2 Ultimately Judge Martin held an evidentiary hearing on the matter of whether Krieg asked his counsel to file a notice of appeal on November 1, 2022, and issued his findings and recommendation, finding that Krieg did not request his attorney file a notice of appeal. [DE 137, 152.] Judge Van Bokkelen then issued an order adopting Judge Martin’s findings, denying the remaining portion of the 2255, and denying a certificate of appealability. [DE 153.] Rule 60(b). [DE 172, 174.] Judge Van Bokkelen denied the amended Rule 60(b) motion for lack of jurisdiction since Krieg had not received permission to bring a second 2255 motion. [DE 209.] Krieg also sought petition for a writ of certiorari, which was denied

by the Supreme Court of the United States on October 7, 2024. Krieg v. United States, 145 S. Ct. 337, 2024 WL 3595398 (Oct. 7, 2024). In front of me now is Krieg’s most recent filing to correct his sentence under Federal Rule of Civil Procedure 60(b). [DE 212.] The government filed a response in opposition. [DE 213.] Because Krieg’s motion is in actuality a second § 2255, it must be

dismissed. Discussion Krieg styles his motion as a motion to correct sentence under Federal Rule of Civil Procedure 60(b)(6). [DE 212.] Rule 60(b) provides that a court may relieve a party from a final judgment only in certain circumstances like mistake, newly discovered

evidence, fraud, the judgment is void, if the judgment has been satisfied, or for “any other reason that justifies relief.” Fed. R. Civ. P. 60(b). This statute provides relief only in the most “extraordinary situations where a judgment is the inadvertent product of special circumstances and not merely erroneous application of law.” Kennedy v. Schneider Elec., 893 F.3d 414, 419 (7th Cir. 2018) (citations omitted).

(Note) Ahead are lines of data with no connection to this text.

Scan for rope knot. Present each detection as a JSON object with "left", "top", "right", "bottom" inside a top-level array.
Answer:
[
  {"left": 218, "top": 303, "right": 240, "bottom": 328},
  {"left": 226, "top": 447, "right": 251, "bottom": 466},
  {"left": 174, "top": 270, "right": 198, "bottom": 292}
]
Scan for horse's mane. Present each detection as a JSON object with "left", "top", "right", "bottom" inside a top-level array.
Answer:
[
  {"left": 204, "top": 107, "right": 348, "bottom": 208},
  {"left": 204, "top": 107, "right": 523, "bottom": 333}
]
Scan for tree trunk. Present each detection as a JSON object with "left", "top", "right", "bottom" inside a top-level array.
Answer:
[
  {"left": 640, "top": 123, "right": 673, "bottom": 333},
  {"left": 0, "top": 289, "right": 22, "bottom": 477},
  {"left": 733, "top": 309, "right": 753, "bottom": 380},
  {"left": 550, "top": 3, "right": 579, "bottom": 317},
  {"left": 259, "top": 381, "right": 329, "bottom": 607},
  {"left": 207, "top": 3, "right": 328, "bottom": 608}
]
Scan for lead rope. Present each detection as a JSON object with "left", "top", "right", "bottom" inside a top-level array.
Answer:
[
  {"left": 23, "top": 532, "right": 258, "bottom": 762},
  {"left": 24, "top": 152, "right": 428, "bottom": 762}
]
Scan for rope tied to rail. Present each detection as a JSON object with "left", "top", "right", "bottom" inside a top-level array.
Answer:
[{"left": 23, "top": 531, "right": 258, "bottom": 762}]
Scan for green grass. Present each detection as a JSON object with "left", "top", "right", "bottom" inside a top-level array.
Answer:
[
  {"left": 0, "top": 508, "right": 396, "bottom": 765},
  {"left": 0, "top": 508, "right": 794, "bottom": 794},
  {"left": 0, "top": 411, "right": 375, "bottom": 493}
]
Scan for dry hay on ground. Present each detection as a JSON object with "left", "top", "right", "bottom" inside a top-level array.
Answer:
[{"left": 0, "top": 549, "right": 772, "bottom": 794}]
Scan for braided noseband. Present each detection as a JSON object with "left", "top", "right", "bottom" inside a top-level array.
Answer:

A party invoking this rule must claim grounds for relief that could not have been used to obtain a reversal by means of a direct appeal. See Adams v. United States, 911 F.3d 397, 403 (7th Cir. 2018). As that Court explained: Rule 60(b) relief is thus different than post-conviction relief under 18 U.S.C. § 2255 which is meant to challenge a sentence upon the ground that the sentence was imposed in violation of the Constitution, or laws of the United States, or that the court was without jurisdiction to impose such sentence, or that the sentence was in excess of the maximum authorized by law, or is otherwise subject to collateral attack . . .’. 28 U.S.C. § 2255(a). Ordinarily a defendant has but one chance at post-conviction relief under 28 U.S.C.